Terus apakah sekarang saya insaf? Ya karena sekarang saya sudah balik lagi ke kota kecil yang tidak ada toko bukunya, saya insaf. Tapi tak tau deh kalau nasib kembali membawa saya untuk berdomisili di tempat yang ada toko buku se-level Gramedia, dan karena sekarang saya sudah punya gaji sendiri, mungkin tidak, *eh*.
Saya mengaku kalau saya tidak enak memberi rating rendah terhadap buku sejelek apapun buku itu
Sebelum kuliah, buku bacaan saya terbatas. Kalau pergi liburan ke Banjarmasin, buku-buku yang saya beli pastilah buku sejuta umat. Hasilnya, sudah terlalu melekat di pikiran saya, kalau semua buku itu bagus.

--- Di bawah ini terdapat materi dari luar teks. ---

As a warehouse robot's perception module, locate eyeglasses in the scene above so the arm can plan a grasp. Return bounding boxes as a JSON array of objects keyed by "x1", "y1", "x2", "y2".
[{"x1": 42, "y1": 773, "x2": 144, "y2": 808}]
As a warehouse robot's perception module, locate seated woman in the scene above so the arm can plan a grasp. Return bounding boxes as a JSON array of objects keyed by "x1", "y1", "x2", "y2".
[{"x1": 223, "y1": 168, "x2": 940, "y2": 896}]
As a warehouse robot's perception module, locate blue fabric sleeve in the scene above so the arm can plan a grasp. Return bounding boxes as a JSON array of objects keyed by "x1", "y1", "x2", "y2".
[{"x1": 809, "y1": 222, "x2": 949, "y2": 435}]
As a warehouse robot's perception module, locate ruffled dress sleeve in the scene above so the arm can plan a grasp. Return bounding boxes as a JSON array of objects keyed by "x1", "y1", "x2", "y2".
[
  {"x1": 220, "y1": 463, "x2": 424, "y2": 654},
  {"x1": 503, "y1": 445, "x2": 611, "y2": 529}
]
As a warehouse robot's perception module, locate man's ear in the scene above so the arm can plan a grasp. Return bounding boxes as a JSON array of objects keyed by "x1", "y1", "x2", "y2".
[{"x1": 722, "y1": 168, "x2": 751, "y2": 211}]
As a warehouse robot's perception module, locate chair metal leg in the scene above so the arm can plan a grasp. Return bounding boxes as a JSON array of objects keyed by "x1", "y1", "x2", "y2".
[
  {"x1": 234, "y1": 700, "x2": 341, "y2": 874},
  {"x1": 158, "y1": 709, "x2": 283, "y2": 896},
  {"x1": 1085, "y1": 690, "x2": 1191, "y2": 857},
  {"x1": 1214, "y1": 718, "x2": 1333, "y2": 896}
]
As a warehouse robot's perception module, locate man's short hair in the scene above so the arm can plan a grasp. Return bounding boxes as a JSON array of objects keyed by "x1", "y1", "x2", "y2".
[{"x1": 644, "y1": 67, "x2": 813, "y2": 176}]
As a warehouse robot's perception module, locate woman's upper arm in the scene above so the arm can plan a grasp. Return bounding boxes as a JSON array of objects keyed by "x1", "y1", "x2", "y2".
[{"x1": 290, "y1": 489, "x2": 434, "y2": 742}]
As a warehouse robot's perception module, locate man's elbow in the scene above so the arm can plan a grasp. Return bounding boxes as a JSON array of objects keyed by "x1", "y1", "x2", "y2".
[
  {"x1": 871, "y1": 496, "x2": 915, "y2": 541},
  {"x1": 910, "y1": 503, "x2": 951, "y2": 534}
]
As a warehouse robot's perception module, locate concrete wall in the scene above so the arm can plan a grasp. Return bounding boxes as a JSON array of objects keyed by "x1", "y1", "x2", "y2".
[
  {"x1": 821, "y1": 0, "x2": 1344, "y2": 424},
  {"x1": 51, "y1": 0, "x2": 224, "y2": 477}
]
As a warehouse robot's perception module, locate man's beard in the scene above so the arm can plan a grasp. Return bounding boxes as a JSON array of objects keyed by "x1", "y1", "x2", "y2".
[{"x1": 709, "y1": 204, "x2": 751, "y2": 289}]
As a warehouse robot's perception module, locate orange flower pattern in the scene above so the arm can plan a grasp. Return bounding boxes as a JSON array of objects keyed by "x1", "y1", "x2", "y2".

Tapi setelah saya kuliah di kota besar, saya mulai berani membeli buku-buku yang baru terbit atau yang belum populer.
Dan akhirnya, saya menyadari kalau tidak semua buku ditulis dengan bagus. Saya juga baru menyadari ada banyak genre buku, yang mana meskipun ditulis dengan bagus, belum tentu cocok dengan selera seseorang. Saya juga baru menyadari, meskipun sebuah buku ditulis dengan baik, ada hal-hal tertentu—seperti tokoh utama yang menyebalkan—yang dapat memberikan efek karena nila setitik rusak susu sebelanga terhadap buku.
Awalnya, saya merasa yakin untuk memberikan bintang 1 atau bintang 2 terhadap buku yang tidak saya suka. Tapi selalu saja, setelah saya pikir-pikir kembali, kok rasanya saya kejam sekali ya, hahhah. Saya jadinya selalu mencari -cari alasan untuk memberikan buku tersebut setidaknya 3 bintang.
Penilaian saya jadi bias. Rasanya saya tidak tega mengatakan kalau sebuah buku itu jelek. Meskipun jeleknya itu cuma pendapat saya.
Gara-gara sifat ga enakan ini, saya jadi kesal sendiri. Soalnya saya pernah jadi “korban rating bagus”, tapi ketika membaca bukunya, saya … eh … kurang suka. Tapi, seperti yang sudah saya bilang sebelumnya, saya tidak tega memberi rating jelek, alhasil, buku tersebut juga saya kasih rating yang bagus, *kenakeplak*.
Jadi pesan moralnya, kepada kalian yang sering melihat rating-rating saya untuk sebuah buku, tolong jangan terlalu dipercaya ya. Terutama untuk buku-buku yang saya beri rating 3, huehehe, *kabur*.
***
Oke deh, itulah pengakuan-pengakuan saya. Yuk intip pengakuan para BBI-ers lain di sini. Kocak-kocak dan ajaib-ajaib loh. Saya bahkan masih terheran-heran karena ada beberapa hal tertentu tentang buku yang saya anggap sah-sah saja, tapi ternyata merupakan hal yang “tidak sah” bagi para bookish lain. Jadi dapat pesan moral baru, tentang sesuatu yang sederhana buat kita, belum tentu sederhana buat orang lain, *tsaaah*.
At last, sampai jumpa lagi di posting bareng bulan Juli yaaaaa. Daaaah.